Strangely, this jibes with changes in the West Coast tunasperience. Those who follow tuna fishing off California will know that a decade or so ago “regular” trolling became less and less effective and skipping kite baits turned into the hot thing. It later shifted to “foaming,” run-and-gun fishing looking for tuna busting on the surface, then casting surface lures into the frenzy. Or, when the fish act boat-shy, by pulling the plugs way back and circling the periphery of the fish until it’s possible to shift into neutral and retrieve the lure through the school.

Any way you look at it and anywhere you go, the hot tactics and tackle can and do evolve and change as the fish’s feeding patterns change over time. Different food sources and different habitats become more or less attractive or available, and the predators change their ways in response. Or, maybe the fish just get smarter. Whatever. Let’s all just cross our fingers and hope that this tuna on topwater thing is a trend that continues, because seeing a yellowfin obliterate a topwater lure will give you a shot of adrenaline akin to bungee jumping or skydiving. Nah, it’s way more potent!

Gearing Up for Tuna on Topwater

Since we were not expecting to throw plugs at tuna, we most definitely did not have the appropriate gear. Hence, Max reeled in the “Ba” absent the remaining “Donk-A-Donk.” To be even remotely prepared for this action you’ll need to carry plugs that are constructed to survive an attacking yellowfin followed by 15- or 20-plus pounds of drag pressure. The MirrOLure pulled through in part because we kept a light drag on a 20-pound-class rig. And it just barely made it; one hook was broken off and the other was bent.

lures for tuna topwater fishing
Nomad, Rapala, and Hogy all make tuna-specific plugs that can stand up to heavy-duty punishment.

Fortunately, in part due to the rise in West Coast topwater tuna action, several lure manufacturers have developed lines of plugs specifically intended to survive the pulling power of a tow truck. Nomad Tackle, Hogy, and Rapala, for example, all make topwaters with expanded high-density ABS plastic, through-wire rigging to the hooks and eyes, and 4X to 5X hooks. They range in size from small versions barely over three inches long to big 10-inch belaying pins. And, as our experience validated, you need a wide range of sizes because there can be times when plugs failing to match the hatch will be completely ignored. Note that you’ll also want a selection of both chuggers and walkers, as the different presentations they provide can produce radically different results in any topwater fishery.

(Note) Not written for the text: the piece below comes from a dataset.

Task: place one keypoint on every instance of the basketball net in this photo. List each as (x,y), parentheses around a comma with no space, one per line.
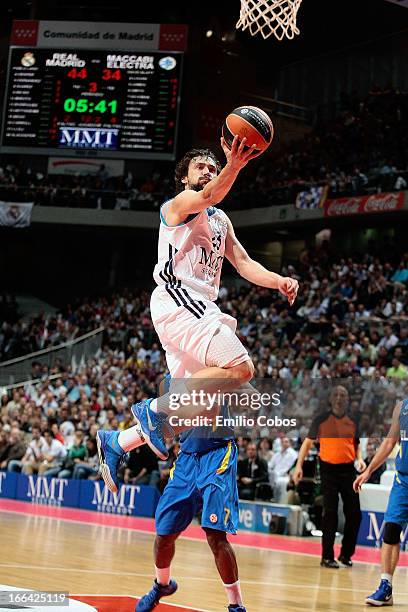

As for rods and reels, mahi gear doesn’t cut the mustard. You can get lucky and land a tuna using 20-pound gear and seven pounds of drag but you’ll be unlucky as often as not. Pushing up to 30-pound gear and 10 pounds of drag should be considered absolutely minimal, and ideally, you’ll want to sling a rig large enough to handle 40-pound braid and 20-plus pounds of drag. (Note: you’ll still want to set drag pressure for about a third of the line’s pound-test, but the drag systems in many reels that are rated for less than 20 pounds of force are of a lower quality and won’t live through the burning runs of large yellowfin).

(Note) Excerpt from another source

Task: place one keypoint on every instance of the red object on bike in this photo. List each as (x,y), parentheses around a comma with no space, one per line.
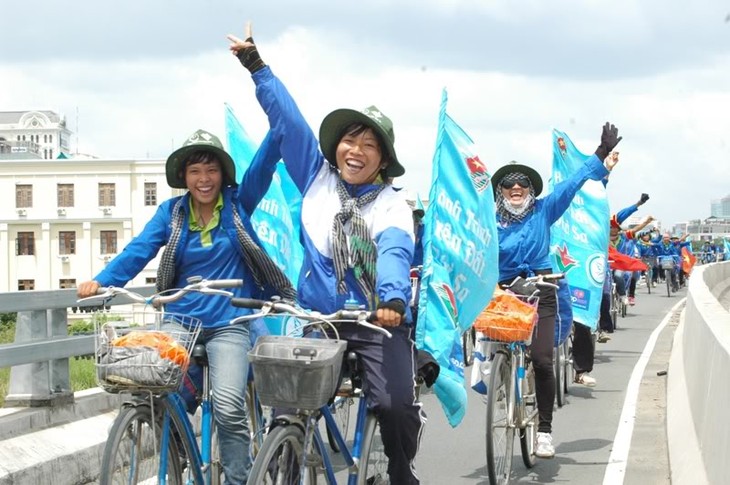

The sharpies I spoke with said that since your offering is on the move as opposed to sitting more or less still, such as with chunking, you can beef up the leader and they’ll still take the plug without hesitation. On the flip side of the equation the fish rarely get the plug all the way down the gullet so leader chafe usually isn’t a big problem. Bottom line, 50- to 60-pound fluoro works fine.

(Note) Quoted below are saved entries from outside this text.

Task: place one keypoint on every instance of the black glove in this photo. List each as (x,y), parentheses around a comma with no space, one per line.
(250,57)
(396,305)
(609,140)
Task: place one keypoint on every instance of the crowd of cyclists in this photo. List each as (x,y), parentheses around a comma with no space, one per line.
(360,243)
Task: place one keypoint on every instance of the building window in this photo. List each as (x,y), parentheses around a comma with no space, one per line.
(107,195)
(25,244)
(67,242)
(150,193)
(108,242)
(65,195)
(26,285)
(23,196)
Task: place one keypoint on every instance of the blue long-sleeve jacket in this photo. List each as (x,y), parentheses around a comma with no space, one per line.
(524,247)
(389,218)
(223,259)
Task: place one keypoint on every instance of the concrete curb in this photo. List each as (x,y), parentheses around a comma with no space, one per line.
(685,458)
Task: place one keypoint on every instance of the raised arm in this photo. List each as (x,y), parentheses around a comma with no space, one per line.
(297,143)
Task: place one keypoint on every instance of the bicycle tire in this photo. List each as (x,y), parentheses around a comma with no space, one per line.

The toughest part of this game, of course, is finding busting yellowfin in the first place. Heading offshore with this as your game plan would be pure folly. Instead, head offshore prepared to troll or chunk as you always would. Keep an eye on the horizon for surface action and/or birds, and if you spot a frenzy but trolled lines go biteless, crank them in and grab the rigs you have ready for tuna on topwater. Start chugging, popping, and walking. And get ready for a shot of adrenaline that can’t be matched — even by jumping out of an airplane.